Opinion
No. 2009-05371.
December 22, 2009.
In an action to recover damages for personal injuries, the defendants appeal, as limited by their brief, from so much of an order of the Supreme Court, Kings County (Solomon, J.), dated April 30, 2009, as denied their motion for summary judgment dismissing the complaint on the ground that the plaintiff did not sustain a serious injury within the meaning of Insurance Law § 5102 (d).
Baker, McEvoy, Morrissey Moskovits, P.C., New York, N.Y. (Stacy R. Seldin of counsel), for appellants.
Viscardi, Basner Bigelow, P.C., Jamaica, N.Y. (Craig K. Tyson of counsel), for respondent.
Before: Fisher, J.P., Santucci, Dickerson, Chambers and Lott, JJ., concur.
Ordered that the order is reversed insofar as appealed from, on the law, with costs, and the defendants' motion for summary judgment dismissing the complaint is granted.

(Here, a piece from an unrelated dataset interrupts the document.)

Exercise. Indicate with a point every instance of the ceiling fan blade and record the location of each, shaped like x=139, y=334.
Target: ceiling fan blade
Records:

The defendants met their prima facie burden of showing that the plaintiff did not sustain a serious injury within the meaning of Insurance Law § 5102 (d) as a result of the subject accident ( see Toure v Avis Rent A Car Sys., 98 NY2d 345; Gaddy v Eyler, 79 NY2d 955, 956-957; see also Meyers v Bobower Yeshiva Bnei Zion, 20 AD3d 456). In opposition, the plaintiff failed to raise a triable issue of fact. The plaintiff's submissions failed to address the findings of the defendants' radiologist that the condition of the cervical and lumbar regions of the plaintiffs spine resulted from chronic degeneration and was not caused by the subject accident ( see Levine v Deposits Only, Inc., 58 AD3d 697; Saint-Hilaire v PV Holding Corp., 56 AD3d 541). This failure rendered speculative the findings of Dr. Miriam Kanter, upon whose reports and affirmation the plaintiff principally relied in opposing the defendants' motion, that the plaintiff's injuries were caused by the subject accident ( see Norton v Roder, 65 AD3d 1317; Luciano v Luchsinger, 46 AD3d 634; Giraldo v Mandanici, 24 AD3d 419). As another consequence of this failure, the plaintiff did not proffer any competent medical evidence to establish that he sustained any medically-determined injuries of a nonpermanent nature which prevented him from performing substantially all of his usual and customary daily activities for not less than 90 of the first 180 days following the subject accident ( see Sainte-Aime v Ho, 274 AD2d 569, 570).
Accordingly, the Supreme Court should have granted the defendants' motion for summary judgment.